Claudia Monte, Caneva, Pordenone
This recipe was handed down to me from my mother, Augusta Monte.
(Yield: 2 servings)
12 ounces crushed tomatoes
2 tablespoons tomato paste
½ cup extra-virgin olive oil
2 eggplants (large)
2 cups breadcrumbs
½ cup grated Parmesan cheese
½ cup parsley
(finely chopped)
salt and freshly ground pepper (to taste)
½ pound shredded Mozzarella cheese
1. Mix in a bowl tomatoes and tomato paste. Add 2 tablespoons olive oil and a pinch of salt and mix again.
2.Add tomato mixture to skillet over medium heat. Once it comes to a boil, lower heat to a simmer and cook for approx. 30 minutes. Set aside.
3.Cut eggplant crosswise into ½-inch slices. Place in bowl and cover with hot water. Allow to stand for approx. 5 minutes.
4.Drain and dry the slices with paper towels. Set aside.

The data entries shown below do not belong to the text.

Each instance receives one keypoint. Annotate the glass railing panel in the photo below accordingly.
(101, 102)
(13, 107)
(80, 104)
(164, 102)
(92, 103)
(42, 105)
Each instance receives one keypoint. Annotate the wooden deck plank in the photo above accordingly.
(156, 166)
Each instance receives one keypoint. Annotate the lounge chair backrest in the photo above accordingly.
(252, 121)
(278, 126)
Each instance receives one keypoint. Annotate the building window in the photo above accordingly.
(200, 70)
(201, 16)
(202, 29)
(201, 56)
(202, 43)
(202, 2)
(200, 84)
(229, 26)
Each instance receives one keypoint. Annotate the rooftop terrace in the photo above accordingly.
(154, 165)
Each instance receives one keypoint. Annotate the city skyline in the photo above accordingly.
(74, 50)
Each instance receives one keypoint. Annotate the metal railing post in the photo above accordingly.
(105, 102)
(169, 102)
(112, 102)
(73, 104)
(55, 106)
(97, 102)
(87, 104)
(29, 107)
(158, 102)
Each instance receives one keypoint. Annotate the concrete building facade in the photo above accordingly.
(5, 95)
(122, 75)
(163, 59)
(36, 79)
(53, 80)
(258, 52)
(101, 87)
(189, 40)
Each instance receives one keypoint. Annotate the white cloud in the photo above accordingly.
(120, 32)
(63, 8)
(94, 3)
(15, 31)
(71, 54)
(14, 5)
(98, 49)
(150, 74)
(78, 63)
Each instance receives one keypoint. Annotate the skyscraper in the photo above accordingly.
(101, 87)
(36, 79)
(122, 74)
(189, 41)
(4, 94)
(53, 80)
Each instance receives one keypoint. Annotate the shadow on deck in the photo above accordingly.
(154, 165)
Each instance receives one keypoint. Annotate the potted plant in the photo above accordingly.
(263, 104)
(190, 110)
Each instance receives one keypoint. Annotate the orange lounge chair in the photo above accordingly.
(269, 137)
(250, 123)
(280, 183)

5.Add remaining olive oil to another skillet and fry eggplant slices over high heat (approx. 3 minutes per side, or until soft and light brown). Remove from skillet and sprinkle with salt and pepper. Set aside.
6.Mix breadcrumbs, Parmesan cheese, parsley, salt and pepper (to taste) in a bowl. Set aside.
7.Place a layer of sliced eggplant on the bottom of a 6x6 baking dish. Sprinkle with breadcrumb mixture and add some of the tomato sauce mixture.
8.Continue building layers until all ingredients have been used.
9.Top with Mozzarella cheese and bake in oven preheated to 350°F for approx. 10 to 12 minutes, or until the Mozzarella turns slightly brown.
Allow to rest for 5 minutes and serve.